En 2020, la Direction des études juridiques est intervenue dans 25 nouveaux dossiers contentieux, en qualité de partie défenderesse (dans 18 dossiers) et en qualité de partie demanderesse (dans 7 dossiers).
Le SPF a ainsi déposé des observations écrites dans un dossier dont la Cour de Justice de l’Union européenne a été saisie, relatif à une éventuelle discrimination fondée sur la religion lorsqu’une entreprise interdit à ses travailleurs toute forme de manifestation des convictions religieuses, philosophiques ou politiques et interdit donc, à ce titre, le port du voile.
Devant le Conseil d’Etat, le SPF a été invité à répondre à 6 requêtes visant l’annulation d’arrêtés royaux et de décisions individuelles.
Devant la Cour Constitutionnelle, le SPF a dû répondre à 3 questions préjudicielles. La première affaire concerne un éventuel conflit entre les articles 10 et 11ter, §1er de la loi du 3 juillet 1978 sur les contrats de travail et les articles 10 et 11 de la Constitution, en matière de contrats de travail de durée déterminée successifs et de contrats de remplacement. Les deux autres questions concernent des dossiers gérés par l’ONEM.
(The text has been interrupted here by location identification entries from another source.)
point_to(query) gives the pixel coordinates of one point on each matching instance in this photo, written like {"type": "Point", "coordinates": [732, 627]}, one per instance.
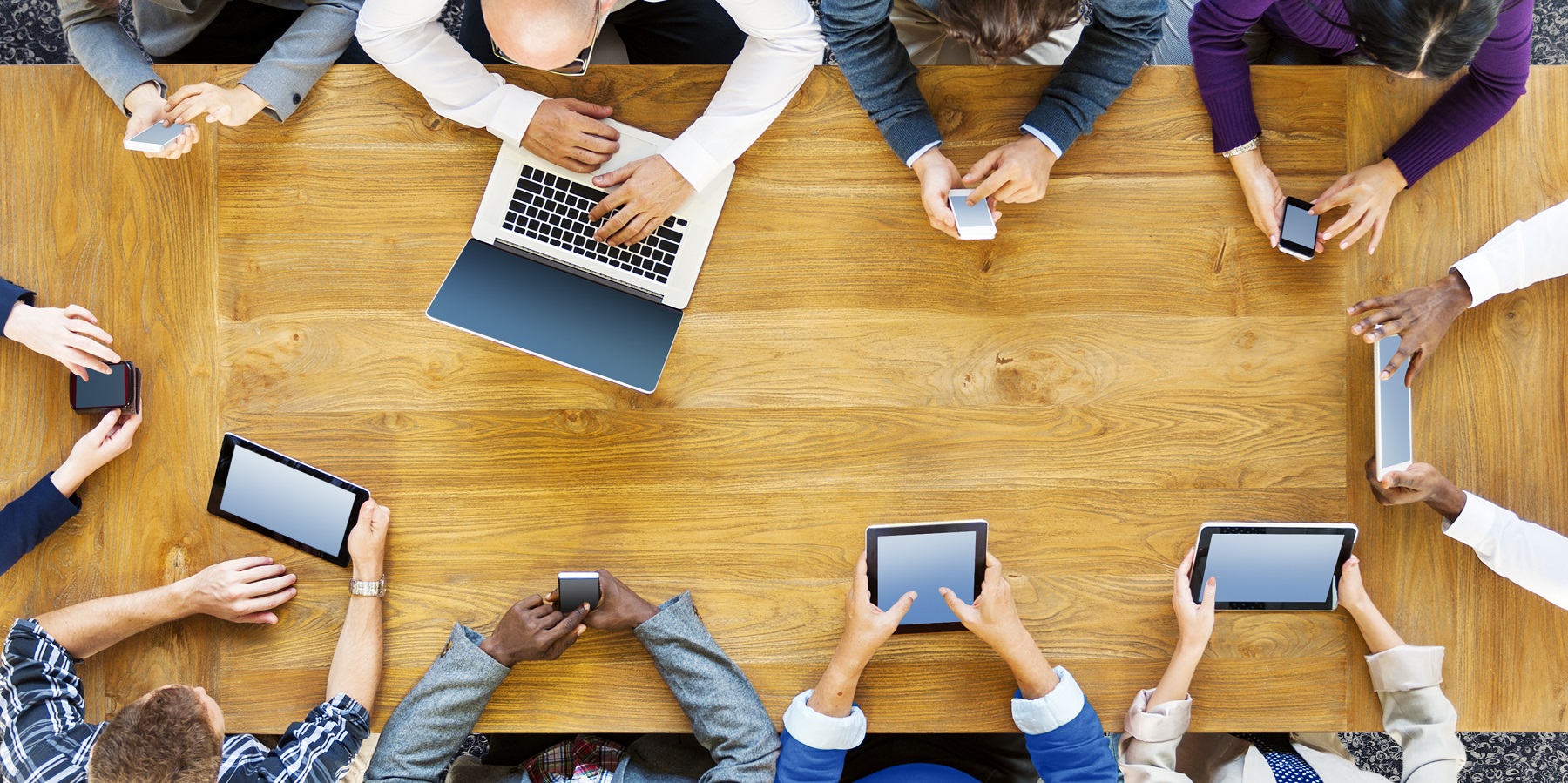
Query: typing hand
{"type": "Point", "coordinates": [110, 438]}
{"type": "Point", "coordinates": [148, 109]}
{"type": "Point", "coordinates": [570, 134]}
{"type": "Point", "coordinates": [1369, 192]}
{"type": "Point", "coordinates": [1419, 316]}
{"type": "Point", "coordinates": [233, 107]}
{"type": "Point", "coordinates": [70, 336]}
{"type": "Point", "coordinates": [243, 591]}
{"type": "Point", "coordinates": [1017, 173]}
{"type": "Point", "coordinates": [533, 630]}
{"type": "Point", "coordinates": [650, 190]}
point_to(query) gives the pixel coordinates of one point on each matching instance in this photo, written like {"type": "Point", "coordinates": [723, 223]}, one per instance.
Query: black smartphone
{"type": "Point", "coordinates": [119, 389]}
{"type": "Point", "coordinates": [1299, 233]}
{"type": "Point", "coordinates": [576, 589]}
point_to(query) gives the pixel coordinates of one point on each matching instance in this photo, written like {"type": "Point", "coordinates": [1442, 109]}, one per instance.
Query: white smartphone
{"type": "Point", "coordinates": [972, 221]}
{"type": "Point", "coordinates": [1396, 446]}
{"type": "Point", "coordinates": [156, 138]}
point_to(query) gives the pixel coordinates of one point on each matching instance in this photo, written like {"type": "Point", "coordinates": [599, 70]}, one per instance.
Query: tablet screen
{"type": "Point", "coordinates": [923, 564]}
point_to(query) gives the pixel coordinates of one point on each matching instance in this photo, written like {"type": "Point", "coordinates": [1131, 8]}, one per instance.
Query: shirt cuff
{"type": "Point", "coordinates": [1407, 667]}
{"type": "Point", "coordinates": [1481, 276]}
{"type": "Point", "coordinates": [1051, 712]}
{"type": "Point", "coordinates": [1159, 722]}
{"type": "Point", "coordinates": [917, 152]}
{"type": "Point", "coordinates": [823, 732]}
{"type": "Point", "coordinates": [1043, 140]}
{"type": "Point", "coordinates": [692, 162]}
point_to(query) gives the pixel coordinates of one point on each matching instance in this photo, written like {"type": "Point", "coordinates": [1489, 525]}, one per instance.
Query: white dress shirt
{"type": "Point", "coordinates": [1521, 254]}
{"type": "Point", "coordinates": [1524, 553]}
{"type": "Point", "coordinates": [781, 47]}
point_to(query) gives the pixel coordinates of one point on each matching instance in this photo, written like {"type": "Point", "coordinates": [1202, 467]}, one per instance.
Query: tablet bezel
{"type": "Point", "coordinates": [1348, 530]}
{"type": "Point", "coordinates": [220, 482]}
{"type": "Point", "coordinates": [875, 532]}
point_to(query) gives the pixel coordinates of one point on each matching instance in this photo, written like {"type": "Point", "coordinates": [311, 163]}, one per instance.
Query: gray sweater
{"type": "Point", "coordinates": [734, 739]}
{"type": "Point", "coordinates": [282, 78]}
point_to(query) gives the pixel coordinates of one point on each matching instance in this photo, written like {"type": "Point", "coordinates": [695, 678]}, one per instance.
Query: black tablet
{"type": "Point", "coordinates": [923, 557]}
{"type": "Point", "coordinates": [284, 499]}
{"type": "Point", "coordinates": [1272, 565]}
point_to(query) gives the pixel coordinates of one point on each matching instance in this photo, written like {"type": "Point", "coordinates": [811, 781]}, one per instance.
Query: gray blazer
{"type": "Point", "coordinates": [734, 739]}
{"type": "Point", "coordinates": [282, 78]}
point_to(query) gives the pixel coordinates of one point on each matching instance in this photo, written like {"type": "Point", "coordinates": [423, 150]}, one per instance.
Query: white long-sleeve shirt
{"type": "Point", "coordinates": [1518, 256]}
{"type": "Point", "coordinates": [781, 47]}
{"type": "Point", "coordinates": [1528, 554]}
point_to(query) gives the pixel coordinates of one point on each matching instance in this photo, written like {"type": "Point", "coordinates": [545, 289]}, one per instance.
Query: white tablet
{"type": "Point", "coordinates": [1396, 442]}
{"type": "Point", "coordinates": [1272, 565]}
{"type": "Point", "coordinates": [924, 557]}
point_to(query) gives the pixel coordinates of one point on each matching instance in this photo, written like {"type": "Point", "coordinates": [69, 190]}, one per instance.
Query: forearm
{"type": "Point", "coordinates": [356, 664]}
{"type": "Point", "coordinates": [93, 626]}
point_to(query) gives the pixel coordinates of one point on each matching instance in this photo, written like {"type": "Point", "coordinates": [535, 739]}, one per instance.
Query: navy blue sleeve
{"type": "Point", "coordinates": [1076, 752]}
{"type": "Point", "coordinates": [29, 520]}
{"type": "Point", "coordinates": [11, 294]}
{"type": "Point", "coordinates": [801, 763]}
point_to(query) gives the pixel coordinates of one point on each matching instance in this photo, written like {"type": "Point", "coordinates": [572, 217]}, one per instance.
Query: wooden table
{"type": "Point", "coordinates": [1125, 361]}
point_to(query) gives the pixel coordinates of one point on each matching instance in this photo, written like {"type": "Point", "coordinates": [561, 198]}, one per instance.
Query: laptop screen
{"type": "Point", "coordinates": [557, 316]}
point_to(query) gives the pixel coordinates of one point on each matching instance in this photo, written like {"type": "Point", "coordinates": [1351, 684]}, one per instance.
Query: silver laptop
{"type": "Point", "coordinates": [535, 280]}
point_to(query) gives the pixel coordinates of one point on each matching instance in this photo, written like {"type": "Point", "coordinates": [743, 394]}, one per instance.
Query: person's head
{"type": "Point", "coordinates": [172, 735]}
{"type": "Point", "coordinates": [1423, 38]}
{"type": "Point", "coordinates": [543, 33]}
{"type": "Point", "coordinates": [999, 30]}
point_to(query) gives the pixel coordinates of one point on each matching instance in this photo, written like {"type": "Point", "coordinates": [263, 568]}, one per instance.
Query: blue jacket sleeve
{"type": "Point", "coordinates": [1076, 752]}
{"type": "Point", "coordinates": [11, 294]}
{"type": "Point", "coordinates": [29, 520]}
{"type": "Point", "coordinates": [801, 763]}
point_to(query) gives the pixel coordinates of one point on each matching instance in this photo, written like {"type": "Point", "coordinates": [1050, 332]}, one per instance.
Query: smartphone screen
{"type": "Point", "coordinates": [157, 135]}
{"type": "Point", "coordinates": [102, 391]}
{"type": "Point", "coordinates": [1301, 228]}
{"type": "Point", "coordinates": [1395, 429]}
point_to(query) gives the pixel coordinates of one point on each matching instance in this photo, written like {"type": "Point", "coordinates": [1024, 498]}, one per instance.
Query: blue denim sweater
{"type": "Point", "coordinates": [1119, 39]}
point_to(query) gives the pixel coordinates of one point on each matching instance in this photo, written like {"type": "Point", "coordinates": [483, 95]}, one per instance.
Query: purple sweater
{"type": "Point", "coordinates": [1471, 105]}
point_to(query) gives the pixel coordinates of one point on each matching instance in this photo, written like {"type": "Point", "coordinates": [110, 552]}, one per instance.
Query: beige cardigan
{"type": "Point", "coordinates": [1415, 712]}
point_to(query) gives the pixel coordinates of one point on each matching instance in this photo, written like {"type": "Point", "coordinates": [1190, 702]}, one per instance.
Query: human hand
{"type": "Point", "coordinates": [368, 542]}
{"type": "Point", "coordinates": [1193, 620]}
{"type": "Point", "coordinates": [70, 336]}
{"type": "Point", "coordinates": [233, 107]}
{"type": "Point", "coordinates": [570, 134]}
{"type": "Point", "coordinates": [650, 190]}
{"type": "Point", "coordinates": [619, 608]}
{"type": "Point", "coordinates": [1419, 316]}
{"type": "Point", "coordinates": [1369, 192]}
{"type": "Point", "coordinates": [533, 630]}
{"type": "Point", "coordinates": [243, 591]}
{"type": "Point", "coordinates": [105, 442]}
{"type": "Point", "coordinates": [148, 109]}
{"type": "Point", "coordinates": [1015, 173]}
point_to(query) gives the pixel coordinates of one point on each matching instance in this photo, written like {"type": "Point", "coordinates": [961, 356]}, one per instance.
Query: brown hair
{"type": "Point", "coordinates": [165, 738]}
{"type": "Point", "coordinates": [1004, 29]}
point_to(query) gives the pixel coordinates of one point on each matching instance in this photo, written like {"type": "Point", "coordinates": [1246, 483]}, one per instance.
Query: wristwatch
{"type": "Point", "coordinates": [376, 589]}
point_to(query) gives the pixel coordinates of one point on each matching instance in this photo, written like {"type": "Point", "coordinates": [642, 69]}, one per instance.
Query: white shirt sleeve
{"type": "Point", "coordinates": [407, 37]}
{"type": "Point", "coordinates": [1524, 553]}
{"type": "Point", "coordinates": [781, 47]}
{"type": "Point", "coordinates": [1521, 254]}
{"type": "Point", "coordinates": [823, 732]}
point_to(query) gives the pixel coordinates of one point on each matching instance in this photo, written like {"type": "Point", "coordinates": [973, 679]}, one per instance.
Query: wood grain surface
{"type": "Point", "coordinates": [1125, 361]}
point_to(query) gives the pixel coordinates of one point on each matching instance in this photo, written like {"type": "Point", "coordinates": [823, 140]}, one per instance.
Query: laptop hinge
{"type": "Point", "coordinates": [588, 275]}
En ce qui concerne les affaires devant les juridictions de première instance, nous retiendrons la citation en référé devant le Président du Tribunal de première instance de Bruxelles contre l’arrêté royal n° 47 du 26 juin 2020 pris en exécution de l'article 5, §1er, 3° et 5° de la loi du 27 mars 2020 accordant des pouvoirs spéciaux au Roi afin de prendre des mesures dans la lutte contre la propagation du coronavirus COVID-19 (II), en vue de l'octroi d'une prime temporaire aux bénéficiaires de certaines allocations sociales. Les parties demanderesses estimaient que cet arrêté de pouvoirs spéciaux qui, en l’espèce, octroyait une prime temporaire de 50 euros par mois à certaines catégories d’allocataires sociaux avait créé une discrimination dans le chef d’autres catégories d’allocataires sociaux exclus du bénéfice de cette prime.
Le Président du tribunal, siégeant en référé s’est déclaré incompétent du fait que les parties demanderesses n’ont pu démontrer l’existence d’une apparence de droits suffisante pour justifier leur demande en référé.
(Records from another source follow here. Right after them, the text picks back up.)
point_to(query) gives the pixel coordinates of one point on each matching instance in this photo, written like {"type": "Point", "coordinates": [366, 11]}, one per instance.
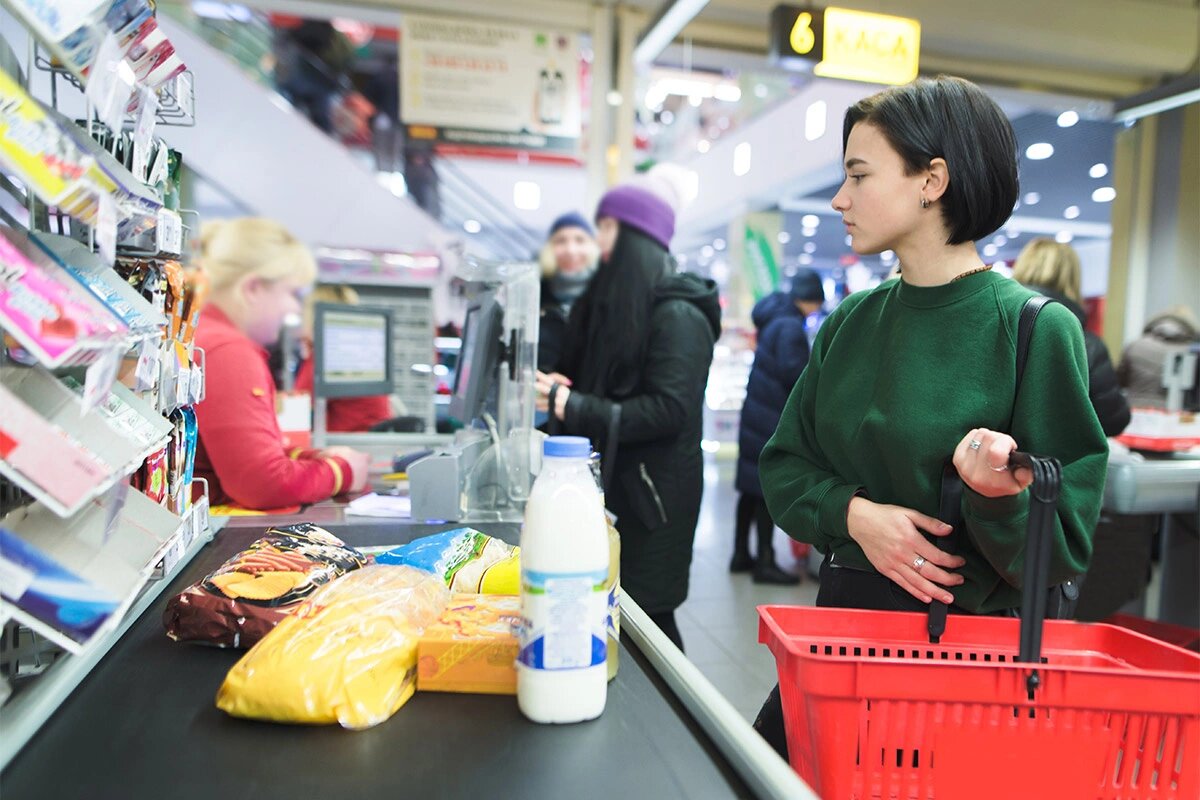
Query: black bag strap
{"type": "Point", "coordinates": [951, 504]}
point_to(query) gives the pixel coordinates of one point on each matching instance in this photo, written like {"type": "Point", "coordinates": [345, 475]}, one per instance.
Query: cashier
{"type": "Point", "coordinates": [259, 276]}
Les dossiers initiés par le SPF sont tous en lien avec des cas d’agressions verbales et physiques d’inspecteur.
Sur les 13 dossiers clôturés, 9 l’ont été en faveur du SPF. Parmi ces décisions favorables, nous épinglerons les deux ordonnances rendues par les Présidents du tribunal du travail d’Anvers, d’une part et du Hainaut d’autre part, maintenant les injonctions ordonnées par le Contrôle du bien-être.
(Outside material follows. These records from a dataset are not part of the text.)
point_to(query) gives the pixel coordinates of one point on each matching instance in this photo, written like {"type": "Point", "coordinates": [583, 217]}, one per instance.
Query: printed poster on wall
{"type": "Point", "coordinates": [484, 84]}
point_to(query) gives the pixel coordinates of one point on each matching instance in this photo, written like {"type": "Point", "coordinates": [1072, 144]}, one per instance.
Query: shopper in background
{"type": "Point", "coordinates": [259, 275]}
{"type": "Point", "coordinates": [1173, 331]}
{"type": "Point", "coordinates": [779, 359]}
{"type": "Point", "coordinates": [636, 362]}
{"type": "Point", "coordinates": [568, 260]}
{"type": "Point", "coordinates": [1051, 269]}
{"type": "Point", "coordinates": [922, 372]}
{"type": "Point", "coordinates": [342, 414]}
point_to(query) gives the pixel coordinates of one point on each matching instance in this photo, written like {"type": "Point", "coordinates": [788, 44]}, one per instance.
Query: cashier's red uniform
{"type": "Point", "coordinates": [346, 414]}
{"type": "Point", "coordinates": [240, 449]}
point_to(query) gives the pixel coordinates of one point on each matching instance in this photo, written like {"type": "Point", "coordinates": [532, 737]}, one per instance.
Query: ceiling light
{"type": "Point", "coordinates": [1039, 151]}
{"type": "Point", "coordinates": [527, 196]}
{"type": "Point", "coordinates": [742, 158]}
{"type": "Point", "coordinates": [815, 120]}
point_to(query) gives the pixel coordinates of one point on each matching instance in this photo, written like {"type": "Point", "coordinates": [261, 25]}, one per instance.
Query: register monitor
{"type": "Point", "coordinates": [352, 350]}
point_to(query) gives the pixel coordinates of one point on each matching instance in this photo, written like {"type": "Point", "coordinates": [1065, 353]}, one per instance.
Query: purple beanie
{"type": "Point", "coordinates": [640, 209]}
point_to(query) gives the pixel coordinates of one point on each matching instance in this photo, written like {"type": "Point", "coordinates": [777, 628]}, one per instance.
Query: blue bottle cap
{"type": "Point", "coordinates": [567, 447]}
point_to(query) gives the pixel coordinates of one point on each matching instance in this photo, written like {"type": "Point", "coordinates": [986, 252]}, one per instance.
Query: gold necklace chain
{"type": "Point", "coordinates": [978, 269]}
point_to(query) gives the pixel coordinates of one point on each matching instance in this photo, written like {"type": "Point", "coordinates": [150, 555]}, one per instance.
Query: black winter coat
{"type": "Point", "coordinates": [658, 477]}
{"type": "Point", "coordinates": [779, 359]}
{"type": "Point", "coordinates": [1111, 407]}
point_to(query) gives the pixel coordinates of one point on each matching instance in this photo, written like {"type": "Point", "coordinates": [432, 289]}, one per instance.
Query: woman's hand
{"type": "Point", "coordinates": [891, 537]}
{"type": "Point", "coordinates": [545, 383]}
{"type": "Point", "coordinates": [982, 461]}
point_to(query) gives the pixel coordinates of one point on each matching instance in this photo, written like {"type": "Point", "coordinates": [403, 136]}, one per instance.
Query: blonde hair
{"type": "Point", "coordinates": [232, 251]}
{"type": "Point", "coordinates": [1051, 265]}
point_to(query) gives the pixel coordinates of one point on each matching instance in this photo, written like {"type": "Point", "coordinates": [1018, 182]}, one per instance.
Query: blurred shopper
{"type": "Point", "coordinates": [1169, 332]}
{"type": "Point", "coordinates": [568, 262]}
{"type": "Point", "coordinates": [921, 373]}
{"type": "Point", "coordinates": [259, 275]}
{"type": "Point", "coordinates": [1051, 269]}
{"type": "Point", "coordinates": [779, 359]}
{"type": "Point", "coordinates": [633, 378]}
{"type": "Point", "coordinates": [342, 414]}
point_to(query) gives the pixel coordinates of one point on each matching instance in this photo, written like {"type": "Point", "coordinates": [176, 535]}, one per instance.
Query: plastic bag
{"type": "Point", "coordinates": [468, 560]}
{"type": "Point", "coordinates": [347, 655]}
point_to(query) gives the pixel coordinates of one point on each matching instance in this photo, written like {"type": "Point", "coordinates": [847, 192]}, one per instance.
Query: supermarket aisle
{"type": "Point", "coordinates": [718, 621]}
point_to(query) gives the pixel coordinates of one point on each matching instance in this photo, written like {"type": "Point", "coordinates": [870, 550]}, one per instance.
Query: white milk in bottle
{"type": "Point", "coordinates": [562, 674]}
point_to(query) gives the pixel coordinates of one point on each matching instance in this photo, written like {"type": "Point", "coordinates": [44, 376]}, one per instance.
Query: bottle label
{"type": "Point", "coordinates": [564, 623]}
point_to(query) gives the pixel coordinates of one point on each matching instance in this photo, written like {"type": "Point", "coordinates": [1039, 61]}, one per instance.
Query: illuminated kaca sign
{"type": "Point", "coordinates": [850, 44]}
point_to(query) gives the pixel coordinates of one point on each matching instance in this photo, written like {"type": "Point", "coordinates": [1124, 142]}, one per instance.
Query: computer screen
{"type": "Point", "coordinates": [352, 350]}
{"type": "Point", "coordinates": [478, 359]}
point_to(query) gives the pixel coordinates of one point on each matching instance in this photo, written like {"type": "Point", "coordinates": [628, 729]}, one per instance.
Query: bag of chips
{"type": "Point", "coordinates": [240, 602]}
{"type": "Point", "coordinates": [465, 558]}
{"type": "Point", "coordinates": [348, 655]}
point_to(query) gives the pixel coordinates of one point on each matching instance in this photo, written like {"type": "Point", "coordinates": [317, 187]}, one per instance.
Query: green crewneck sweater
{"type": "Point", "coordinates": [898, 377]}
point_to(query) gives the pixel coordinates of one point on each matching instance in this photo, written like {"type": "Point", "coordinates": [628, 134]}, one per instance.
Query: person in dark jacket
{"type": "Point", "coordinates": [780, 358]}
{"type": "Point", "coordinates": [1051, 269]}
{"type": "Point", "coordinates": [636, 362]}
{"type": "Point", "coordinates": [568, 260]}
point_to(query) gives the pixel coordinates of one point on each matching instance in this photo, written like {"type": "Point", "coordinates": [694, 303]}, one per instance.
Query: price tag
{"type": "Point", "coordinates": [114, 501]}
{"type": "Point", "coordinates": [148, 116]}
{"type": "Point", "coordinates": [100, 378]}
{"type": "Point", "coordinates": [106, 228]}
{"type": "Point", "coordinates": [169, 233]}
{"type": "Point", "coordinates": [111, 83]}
Parmi les décisions défavorables, nous retiendrons l’arrêt de la Cour du travail de Liège du 22 janvier 2020 par lequel la Cour a considéré fautif l’inaction de l’Etat avant la date butoir du 8 juillet 2013 fixé par la Cour Constitutionnelle (arrêt n° 125/2011) alors que l’Etat belge disposait ainsi de deux ans pour mettre fin à la distinction entre ouvriers et employés. Il s’agit du dernier dossier en cours dans la problématique de la constitutionnalité de la loi sur le statut unique du 26 décembre 2013.